Yes, that’s right: the Avengers fight a real Nazi, named after the gas the Nazis used to kill a million people during the Holocaust. Making Stalin, a man who killed millions of his own countrymen, into a comic-book villain is questionable, although I admit comics do this with Hitler all the time. “Zyklon,” a name that evokes the Holocaust, goes over the line. Also, equating Stalin and Himmler with Borgia, who probably played politics a bit hard but probably didn’t engage in mass poisonings, and Borden, who may not have killed anyone and killed two people at most, is a tone-deaf mismatch.
That unsettled feeling that saturates Death was planned, I think. In a narrative sense, it leads to the main Avengers team trying to get rid of the West Coast branch. The East Coast branch’s dissatisfaction with the West Coasters isn’t foreshadowed at all, so the decision to shut down the West Coast branch comes out of nowhere. But the dissolution of the team is a natural consequence of the poor planning and shoddy superheroics that led up to it. In a corporate sense, Marvel used the closure as part of their push to cancel Avengers West Coast and replace it with Force Works. Unfortunately, Force Works was a downgrade, and about a year later, that title was still drawn into The Crossing, Marvel’s worst storyline ever. The title never recovered, sputtering to a halt a couple of issues later.
Death does have a few positive attributes. I enjoyed the Power Platoon, a group of solar-powered aliens who can’t speak any Earth language. They show up during the Infinity Crusade, when most of the team is off dealing with that crossover’s foolishness, and battle Hawkeye, Mockingbird, and War Machine. The eight members of the Power Platoon look similar, but each has a different power; their alien language allows them communication the heroes can’t understand, and their teamwork is excellent. The story ends with a sputter — the Power Platoon achieves its goal and then wanders off, while the Avengers decline to pursue — but it’s an enjoyable issue up until then.

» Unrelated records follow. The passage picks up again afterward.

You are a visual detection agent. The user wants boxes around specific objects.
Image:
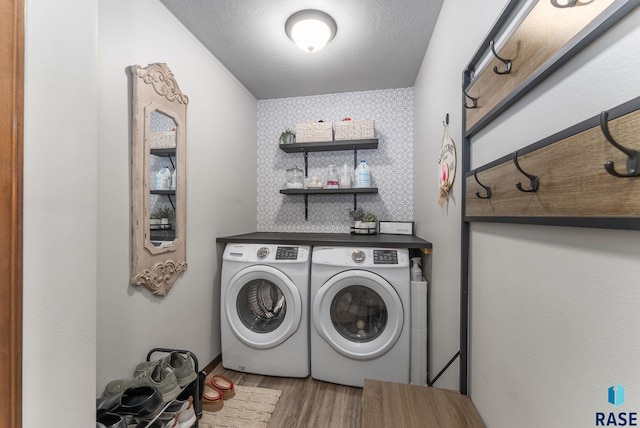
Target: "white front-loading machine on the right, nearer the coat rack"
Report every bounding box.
[310,247,411,387]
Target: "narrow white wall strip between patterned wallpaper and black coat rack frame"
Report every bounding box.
[413,0,504,389]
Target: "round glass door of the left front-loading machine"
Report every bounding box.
[223,265,302,349]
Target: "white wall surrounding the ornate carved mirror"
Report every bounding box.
[96,0,257,394]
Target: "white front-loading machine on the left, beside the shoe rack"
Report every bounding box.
[220,244,310,377]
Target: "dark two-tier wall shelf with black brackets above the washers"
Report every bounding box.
[280,138,378,220]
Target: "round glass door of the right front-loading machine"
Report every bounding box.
[313,270,404,360]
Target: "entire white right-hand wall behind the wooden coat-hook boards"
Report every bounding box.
[414,0,640,427]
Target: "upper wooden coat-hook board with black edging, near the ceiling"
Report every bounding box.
[462,0,639,136]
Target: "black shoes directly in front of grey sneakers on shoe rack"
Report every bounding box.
[96,386,164,420]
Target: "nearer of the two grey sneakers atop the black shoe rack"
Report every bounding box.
[102,362,180,403]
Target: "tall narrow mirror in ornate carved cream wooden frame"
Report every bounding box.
[131,64,189,296]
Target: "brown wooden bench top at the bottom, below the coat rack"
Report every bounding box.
[362,379,485,428]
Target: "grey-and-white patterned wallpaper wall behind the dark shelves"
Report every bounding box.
[258,88,414,233]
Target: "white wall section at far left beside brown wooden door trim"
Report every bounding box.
[22,0,98,428]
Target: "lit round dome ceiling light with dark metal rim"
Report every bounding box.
[284,9,338,52]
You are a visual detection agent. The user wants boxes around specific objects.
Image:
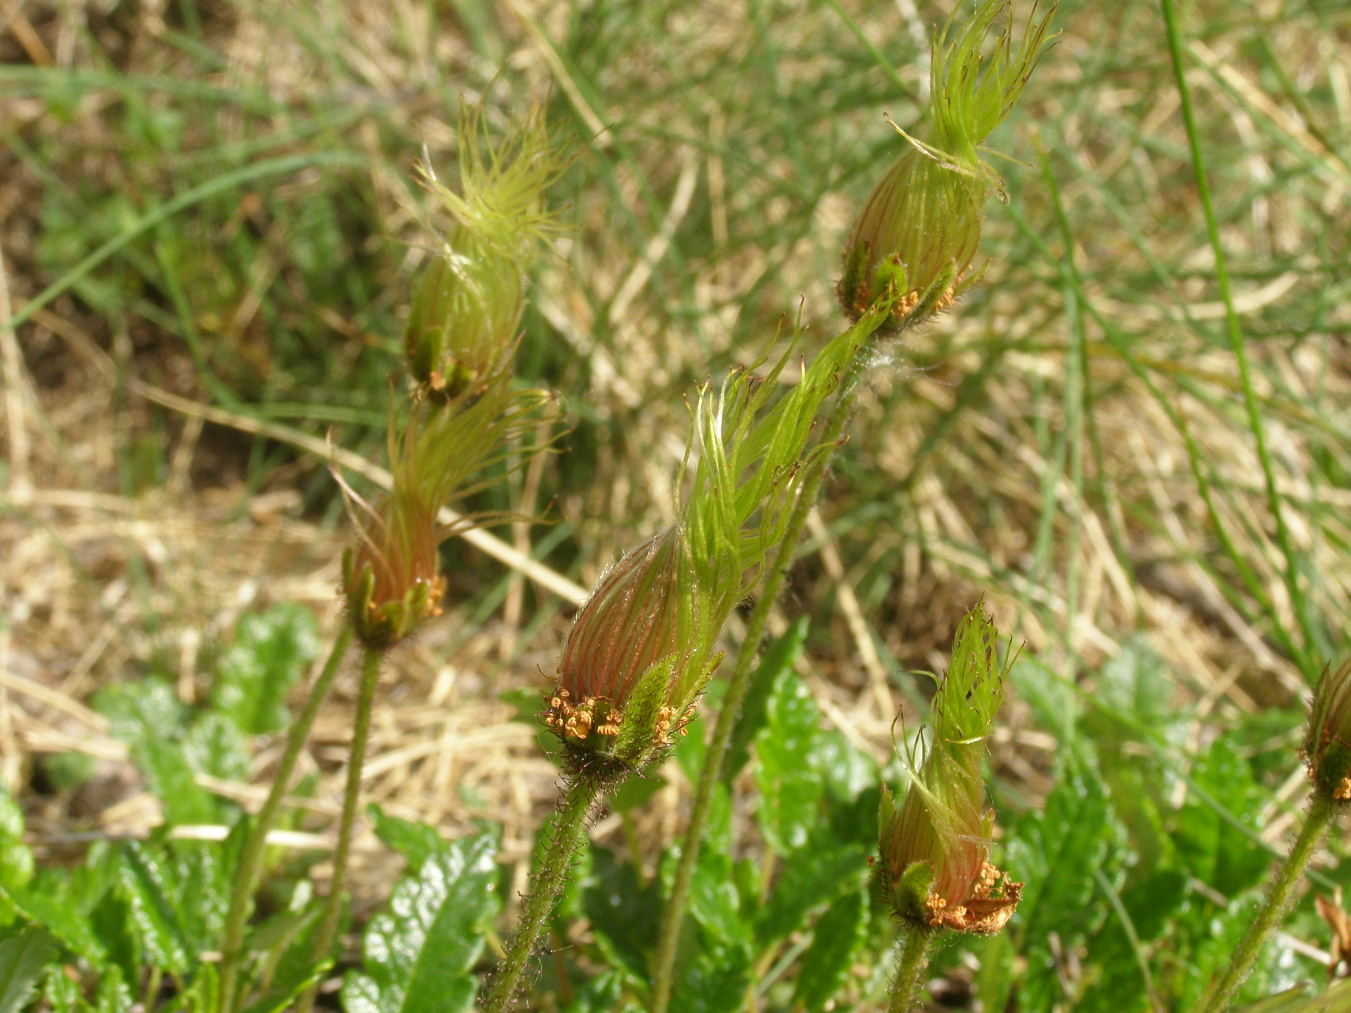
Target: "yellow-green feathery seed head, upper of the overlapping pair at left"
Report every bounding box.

I also like the art of David Ross, who drew #93-5, 98-100, and 102. He shows excellent attention to detail, and action scenes are easy to follow. Unlike many of his contemporaries, his females aren’t gratuitous sex objects. Most impressively, he draws excellent demons; his Mephisto is nice, his Satannish is intimidating, and Raksasa — the only one of the three he designed — is truly impressive. In an era when Marvel’s demons tended toward Technicolor goblins of varying sizes, Raksasa is an alien, frightening, insectoid presence. With this facility for monsters, Ross would have been great on Conan, Marvel’s other Roy Thomas title. (He would have been wasted there, but he was wasted on AWC as well.)
The rest of the art — well, the less said, the better. You remember the ‘90s, and while none of this is as bad as the decade got, most of what is in Death looks like artists who weren’t quite ready for a big title. (To be fair, those artists drew a second-tier limited series, Marvel Comics Presents, backups, and fill-ins.) I’m sure they all did better work, in comics or out, and I’ll let it go at that.
Why reprint these issues? For completists. For those who want to see how a title that started so well finally ended, curling up on itself in a corner and dying. For those who like Ross’s art. But the resurrection of Mockingbird put an end to whatever emotional impact this book might have had, and it’s not recommended for non-Avengers fans.
And for Heimdall’s sake, don’t pick up the Force Works book. Death is the nadir of Avengers West Coast, but Force Works is even worse — and then it leads to The Crossing, which is the worst. Stop now. I beg you …
… although I admit if the price for a used copy drops low enough, I’ll eventually pick up Force Works. Completionism is my weakness, and I know it.